Under the Pollsters’ Radar
At this stage of the election cycle we are drowning in polls. While each media outlet treats its own commissioned research as holy writ, they all have their own strengths and weaknesses, and it takes something like Danyl McLauchlan’s tracking poll charts to smooth out the noise and calibrate them against actual election results. Even with that, there’s a growing problem with traditional polling: it only reaches people with landlines.
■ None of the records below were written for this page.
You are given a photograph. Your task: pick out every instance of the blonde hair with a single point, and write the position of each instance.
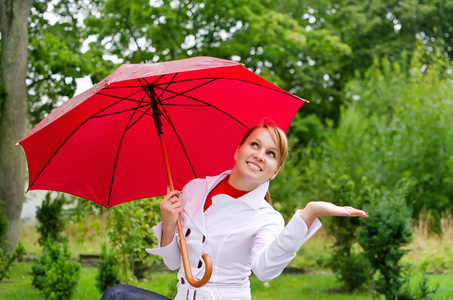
(280, 139)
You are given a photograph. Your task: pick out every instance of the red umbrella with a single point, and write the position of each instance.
(102, 145)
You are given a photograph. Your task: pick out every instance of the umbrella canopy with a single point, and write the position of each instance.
(102, 144)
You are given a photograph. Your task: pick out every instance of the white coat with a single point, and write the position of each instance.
(240, 235)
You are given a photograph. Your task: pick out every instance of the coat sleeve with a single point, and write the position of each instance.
(275, 245)
(171, 254)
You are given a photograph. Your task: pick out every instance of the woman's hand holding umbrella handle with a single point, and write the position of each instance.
(186, 262)
(317, 209)
(170, 208)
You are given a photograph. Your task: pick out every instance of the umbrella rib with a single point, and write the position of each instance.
(215, 78)
(64, 142)
(118, 151)
(167, 118)
(203, 104)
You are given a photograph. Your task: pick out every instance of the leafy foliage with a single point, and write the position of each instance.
(3, 226)
(55, 274)
(382, 238)
(50, 218)
(108, 270)
(131, 233)
(6, 261)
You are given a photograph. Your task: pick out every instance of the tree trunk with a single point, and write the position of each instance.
(13, 109)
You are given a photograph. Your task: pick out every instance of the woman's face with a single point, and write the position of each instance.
(257, 158)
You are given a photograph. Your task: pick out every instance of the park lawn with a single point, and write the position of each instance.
(291, 286)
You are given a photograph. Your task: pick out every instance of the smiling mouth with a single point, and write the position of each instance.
(254, 166)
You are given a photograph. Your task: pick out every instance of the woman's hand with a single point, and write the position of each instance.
(317, 209)
(170, 208)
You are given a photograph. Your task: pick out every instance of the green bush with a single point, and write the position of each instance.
(50, 218)
(3, 226)
(382, 237)
(6, 261)
(108, 270)
(55, 274)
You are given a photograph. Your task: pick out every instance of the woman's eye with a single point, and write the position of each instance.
(271, 154)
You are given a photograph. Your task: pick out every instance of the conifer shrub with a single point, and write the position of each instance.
(7, 259)
(383, 237)
(108, 270)
(55, 274)
(50, 218)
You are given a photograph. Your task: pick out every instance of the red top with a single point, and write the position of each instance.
(223, 188)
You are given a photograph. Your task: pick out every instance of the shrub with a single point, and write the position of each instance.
(3, 226)
(347, 261)
(50, 218)
(382, 237)
(108, 270)
(6, 261)
(55, 274)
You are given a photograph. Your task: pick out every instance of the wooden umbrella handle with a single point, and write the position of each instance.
(182, 240)
(186, 262)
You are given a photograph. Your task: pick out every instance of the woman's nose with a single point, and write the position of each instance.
(259, 154)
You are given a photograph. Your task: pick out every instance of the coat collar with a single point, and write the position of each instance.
(254, 198)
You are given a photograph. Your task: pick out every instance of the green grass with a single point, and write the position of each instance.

Polling cellphones is difficult, and some pollsters think that the resulting bias isn’t such a big issue, using demographic weighting in an attempt to compensate. However, there are other academics and polling companies who acknowledge that it is troubling. For instance, statistician Dr Andrew Balemi has been quoted by Colmar Brunton as saying “the fact that not all households have landlines is an increasing concern with CATI [computer-aided interviewing]. However, in the absence of any substantiated better technique, CATI interviewing remains the industry standard.” That leaves a growing number of people (about 15% of households) out of the poll results.
That wouldn’t be a problem if this omission were evenly distributed. However, while there’s debate about how significant the bias is, landline-free households do tend to be younger and less well off. I decided to see whether there were also geographic variations, by mapping the proportion of households without landlines.
This is based on the somewhat ambiguously-worded Access to Telecommunications Systems question in the 2013 Census (officially, the “telephone” answer is intended to mean a landline, though it could easily be misinterpreted). With that proviso, some geographic patterns are obvious. In most of the outer suburbs, fewer than a quarter of households eschew a fixed line. This proportion increases in the inner suburbs, and in the central city, landlines are an endangered species. Given that this is the most densely populated part of the city, this is significant, so let’s zoom in to Te Aro for some more detail.
As well as shading the meshblocks with the proportion, this labels them with the approximate number of households that lack fixed-line phones (Stats NZ randomly rounds the data to base 3 for privacy reasons). One single block has nearly 200 of these (that would be the Soho apartment building), and looking at the numbers it’s clear these would add up quickly. A large proportion of these homes would have more than one adult occupant, so there’s a whole community of city dwellers whose voices are going unheard in the polls.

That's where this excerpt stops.